In the centre of each segment there is a branch of the portal vein, hepatic
artery and bile duct. In the periphery of each segment there is vascular outflow
through the hepatic veins.
- Right hepatic vein divides the right lobe into anterior and posterior segments.
- Middle hepatic vein divides the liver into right and left lobes (or right and left
hemiliver). This plane runs from the inferior vena cava to the gallbladder fossa.
- Left hepatic vein divides the left lobe into a medial and lateral part.
- Portal vein divides the liver into upper and lower segments.
The left and right portal veins branch superiorly and inferiorly to project into the
center of each segment.
Because of this division into self-contained units, each segment can be resected
without damaging those remaining. For the liver to remain viable, resections must
proceed along the vessels that define the peripheries of these segments. This means,
that resection-lines parallel the hepatic veins.
The centrally located portal veins, bile ducts, and hepatic arteries are preserved.
http://www.radiologyassistant.nl/en/p4375bb8dc241d
Benign liver tumors: = Women
1) Hemangioma (unknown etiology ”most likely congenital”- no malignancy what
so ever!): A hemangioma is a benign and usually self-involuting tumor (swelling
or growth) of the endothelial cells that line blood vessels, and is characterized
by increased number of normal or abnormal vessels filled with blood.
It is the most
common benign lesion of the liver, and it could be capillary or
cavernous.
- Cavernous mean the same malformation of blood vessels, but it results in
forming a cavity. And it is never self involuting, and it could be dangerous
especially if it happened in the brain or the liver (could cause bleeding).
Usually it is asymptomatic and discovered incidentally.
It is of an unknown etiology, but what makes it more prominent to occur in
females is the suspected relation with estrogen hormone levels.
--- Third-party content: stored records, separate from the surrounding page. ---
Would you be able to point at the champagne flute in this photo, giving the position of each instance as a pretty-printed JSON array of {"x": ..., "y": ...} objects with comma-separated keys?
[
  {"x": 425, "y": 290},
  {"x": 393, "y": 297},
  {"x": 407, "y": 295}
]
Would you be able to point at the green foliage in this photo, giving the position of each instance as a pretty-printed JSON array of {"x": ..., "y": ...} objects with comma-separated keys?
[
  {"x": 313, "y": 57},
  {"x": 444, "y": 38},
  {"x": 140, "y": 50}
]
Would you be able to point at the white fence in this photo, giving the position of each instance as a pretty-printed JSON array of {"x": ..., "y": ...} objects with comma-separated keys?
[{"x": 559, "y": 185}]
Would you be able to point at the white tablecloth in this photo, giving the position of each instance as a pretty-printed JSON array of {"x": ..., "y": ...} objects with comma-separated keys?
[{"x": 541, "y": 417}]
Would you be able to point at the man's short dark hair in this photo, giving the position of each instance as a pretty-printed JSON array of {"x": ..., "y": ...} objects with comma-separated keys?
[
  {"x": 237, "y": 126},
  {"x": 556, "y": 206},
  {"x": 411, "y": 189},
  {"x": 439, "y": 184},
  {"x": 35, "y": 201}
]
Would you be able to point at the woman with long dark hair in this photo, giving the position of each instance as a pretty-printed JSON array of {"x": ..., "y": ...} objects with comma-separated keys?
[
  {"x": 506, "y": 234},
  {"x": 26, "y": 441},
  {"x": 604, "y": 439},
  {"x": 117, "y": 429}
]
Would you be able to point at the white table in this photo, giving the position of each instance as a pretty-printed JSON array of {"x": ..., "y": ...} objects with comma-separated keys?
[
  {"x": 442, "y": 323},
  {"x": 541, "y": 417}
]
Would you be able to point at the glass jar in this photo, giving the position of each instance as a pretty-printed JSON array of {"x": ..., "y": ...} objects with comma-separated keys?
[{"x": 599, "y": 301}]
That is why
it decreases in size for women after menopause.
No need for surgery unless it causes a problem.
Problems that may arise from a hemangioma:
A) Large size causes stretching of the liver capsule, which causes pain.
B) These abnormal blood vessels could get thrombosed, which in turn
causes pain.
C) Large size could also result in Kassabach- Merrit syndrome ( hemangioma
with thrombocytopenia, leading to bleeding and possibly DIC and death) .
Could be noticed on both:
1) CT- with IV contrast- where you can notice the hemangioma starting to
fill from the periphery with patchy infiltrates and with more delayed images
it will fill into the middle.
2) T2 MRI- usually on T2 the fluid that are static will appear as bright, so
because of the presence of a hemangioma, there will be stagnation of blood, and
it will appear as static on T2 MRI.
CT MRI
2) Hepatocellular adenoma: Uniform masses of benign appearing hepatocytes without
ducts or portal triad. So it’s a liver mass made of its own cells.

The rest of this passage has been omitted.